2021年07月25日(日)08時13分

 AOCこと、アレクサンドリア・オカシオコルテス米下院議員は、富裕層への課税や気候変動対策への重点投資を掲げ、米国で最も著名な民主党進歩派の1人になった。同議員は今、Tシャツやスウェットシャツなどのグッズを販売する自身のオンラインストアに積極投資している。写真は同議員の名前入りTシャツを着た支持者、16日にニューヨークのブルックリンで撮影(2021年 ロイター/Brendan McDermid)

[ワシントン 19日 ロイター] - AOCこと、アレクサンドリア・オカシオコルテス米下院議員は、富裕層への課税や気候変動対策への重点投資を掲げ、米国で最も著名な民主党進歩派の1人になった。同議員は今、Tシャツやスウェットシャツなどのグッズを販売する自身のオンラインストアに積極投資している。

グッズには「AOC」のロゴや、「金持ちに課税を」、「わたしたちの将来のための闘い」といったスローガンがあしらわれている。資金調達と併せ、全米で自身の知名度を高めるという「一石二鳥」が物販の狙いだ。

オカシオコルテス議員の選挙陣営は今年上半期に、ストアを運営する民主党系物販企業「ファイナンシャル・イノベーションズ」に140万ドル(約1億5000万円)以上を投資した。連邦選挙委員会への開示書類で先週明らかになった。

これは、この間に多くの議員が投じた再選対策費(物販以外も含む全体)を上回る。しかも、これに先立つ2年間に自身がこの企業に払った額の倍近くに上る。

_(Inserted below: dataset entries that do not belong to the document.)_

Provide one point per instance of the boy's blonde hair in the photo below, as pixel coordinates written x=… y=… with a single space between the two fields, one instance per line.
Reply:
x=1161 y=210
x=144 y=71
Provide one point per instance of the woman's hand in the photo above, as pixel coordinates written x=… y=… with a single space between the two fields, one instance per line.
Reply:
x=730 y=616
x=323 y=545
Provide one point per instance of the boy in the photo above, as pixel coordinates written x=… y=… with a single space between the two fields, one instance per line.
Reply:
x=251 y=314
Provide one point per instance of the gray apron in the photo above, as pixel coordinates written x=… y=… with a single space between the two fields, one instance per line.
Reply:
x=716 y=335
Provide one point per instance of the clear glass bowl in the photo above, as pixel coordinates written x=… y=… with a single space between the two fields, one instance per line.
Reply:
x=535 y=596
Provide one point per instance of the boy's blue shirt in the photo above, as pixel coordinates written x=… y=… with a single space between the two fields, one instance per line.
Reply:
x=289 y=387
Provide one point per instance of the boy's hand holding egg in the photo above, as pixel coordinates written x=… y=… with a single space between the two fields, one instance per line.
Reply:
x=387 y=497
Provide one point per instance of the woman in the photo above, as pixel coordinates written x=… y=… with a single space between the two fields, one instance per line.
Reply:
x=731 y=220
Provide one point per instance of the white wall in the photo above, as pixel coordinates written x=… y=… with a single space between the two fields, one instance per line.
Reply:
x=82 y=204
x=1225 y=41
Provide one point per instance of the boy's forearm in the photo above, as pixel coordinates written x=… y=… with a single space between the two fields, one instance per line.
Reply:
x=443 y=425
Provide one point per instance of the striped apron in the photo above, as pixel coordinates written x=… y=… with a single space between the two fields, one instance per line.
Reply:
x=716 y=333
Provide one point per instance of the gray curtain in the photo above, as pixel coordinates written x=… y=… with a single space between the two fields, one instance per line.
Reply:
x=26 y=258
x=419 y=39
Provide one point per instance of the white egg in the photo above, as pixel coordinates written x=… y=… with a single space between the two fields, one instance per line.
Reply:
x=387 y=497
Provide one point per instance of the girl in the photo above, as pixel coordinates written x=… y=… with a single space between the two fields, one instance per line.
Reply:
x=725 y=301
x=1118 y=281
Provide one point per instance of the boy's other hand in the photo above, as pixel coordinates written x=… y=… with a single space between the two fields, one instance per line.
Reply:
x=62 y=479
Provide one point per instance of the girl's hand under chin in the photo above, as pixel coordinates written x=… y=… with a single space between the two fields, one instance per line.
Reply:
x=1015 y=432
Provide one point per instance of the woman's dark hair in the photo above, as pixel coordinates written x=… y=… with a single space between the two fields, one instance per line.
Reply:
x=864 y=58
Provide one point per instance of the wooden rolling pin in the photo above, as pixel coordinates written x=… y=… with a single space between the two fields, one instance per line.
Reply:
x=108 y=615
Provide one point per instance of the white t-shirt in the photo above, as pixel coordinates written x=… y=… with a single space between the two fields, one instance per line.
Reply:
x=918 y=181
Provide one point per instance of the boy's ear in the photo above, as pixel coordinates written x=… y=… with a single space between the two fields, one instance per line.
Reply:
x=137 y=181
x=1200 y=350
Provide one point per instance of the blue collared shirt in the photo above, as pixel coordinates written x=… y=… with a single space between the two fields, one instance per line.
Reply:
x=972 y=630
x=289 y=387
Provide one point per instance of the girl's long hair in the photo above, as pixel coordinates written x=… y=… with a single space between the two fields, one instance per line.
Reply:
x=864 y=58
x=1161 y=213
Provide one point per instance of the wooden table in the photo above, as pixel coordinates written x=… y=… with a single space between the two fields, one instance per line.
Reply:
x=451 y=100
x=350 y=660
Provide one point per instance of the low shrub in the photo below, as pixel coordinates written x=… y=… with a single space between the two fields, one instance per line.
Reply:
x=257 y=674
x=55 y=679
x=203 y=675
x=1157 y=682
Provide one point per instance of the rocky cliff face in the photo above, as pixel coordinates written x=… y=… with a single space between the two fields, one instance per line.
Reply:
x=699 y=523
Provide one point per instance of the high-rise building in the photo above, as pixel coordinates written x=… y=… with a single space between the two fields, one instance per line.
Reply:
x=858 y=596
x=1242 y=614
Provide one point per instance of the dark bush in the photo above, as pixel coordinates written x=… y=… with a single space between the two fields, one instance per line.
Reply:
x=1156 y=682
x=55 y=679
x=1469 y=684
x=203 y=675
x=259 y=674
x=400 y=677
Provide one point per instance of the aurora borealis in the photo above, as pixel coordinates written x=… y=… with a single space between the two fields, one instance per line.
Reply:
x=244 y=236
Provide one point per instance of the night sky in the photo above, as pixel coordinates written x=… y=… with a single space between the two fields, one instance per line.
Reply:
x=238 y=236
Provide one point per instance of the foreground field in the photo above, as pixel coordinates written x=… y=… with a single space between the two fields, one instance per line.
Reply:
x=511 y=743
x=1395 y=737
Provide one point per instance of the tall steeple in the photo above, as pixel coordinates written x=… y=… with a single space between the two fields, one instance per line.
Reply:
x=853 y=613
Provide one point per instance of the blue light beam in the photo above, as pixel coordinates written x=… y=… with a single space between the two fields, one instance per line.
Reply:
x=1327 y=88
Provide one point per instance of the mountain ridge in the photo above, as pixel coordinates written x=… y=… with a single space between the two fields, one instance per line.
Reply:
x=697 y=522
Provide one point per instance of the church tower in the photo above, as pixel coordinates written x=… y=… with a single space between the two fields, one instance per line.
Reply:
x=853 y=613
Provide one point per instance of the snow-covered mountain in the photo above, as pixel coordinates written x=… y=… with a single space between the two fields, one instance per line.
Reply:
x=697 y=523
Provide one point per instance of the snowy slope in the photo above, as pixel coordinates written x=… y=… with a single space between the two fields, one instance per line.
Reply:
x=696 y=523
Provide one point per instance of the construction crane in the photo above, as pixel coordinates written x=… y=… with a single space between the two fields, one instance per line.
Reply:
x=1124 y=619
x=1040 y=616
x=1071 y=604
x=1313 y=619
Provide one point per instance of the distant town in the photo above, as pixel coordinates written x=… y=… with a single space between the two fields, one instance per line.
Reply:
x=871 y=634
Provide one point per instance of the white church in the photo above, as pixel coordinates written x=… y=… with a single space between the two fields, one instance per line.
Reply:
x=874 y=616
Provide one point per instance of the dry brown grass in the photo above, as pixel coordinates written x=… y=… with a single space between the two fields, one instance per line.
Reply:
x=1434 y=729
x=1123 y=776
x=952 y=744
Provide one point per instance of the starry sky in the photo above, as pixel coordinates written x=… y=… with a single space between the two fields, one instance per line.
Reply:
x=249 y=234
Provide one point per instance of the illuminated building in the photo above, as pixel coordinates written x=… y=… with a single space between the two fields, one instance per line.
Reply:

かつて米国の街角で政治的なTシャツや垂れ幕を見かけることは珍しく、選挙戦ボランティアか政治マニアの目印といった感じだった。それが過去6年間で様相は一変。トランプ前大統領の支持者らが、彼のトレードマークである「アメリカを再び偉大に」と書かれた赤い帽子をかぶるようになった。

政治関連の物販は、小規模ながらも重要な資金調達手段だ。オカシオコルテス議員の資金調達力は以前から並外れていたが、物販への積極投資を見ると、その能力にますます磨きがかかっているようだ。民主党内でブランド力を着実に築きつつあることも分かる。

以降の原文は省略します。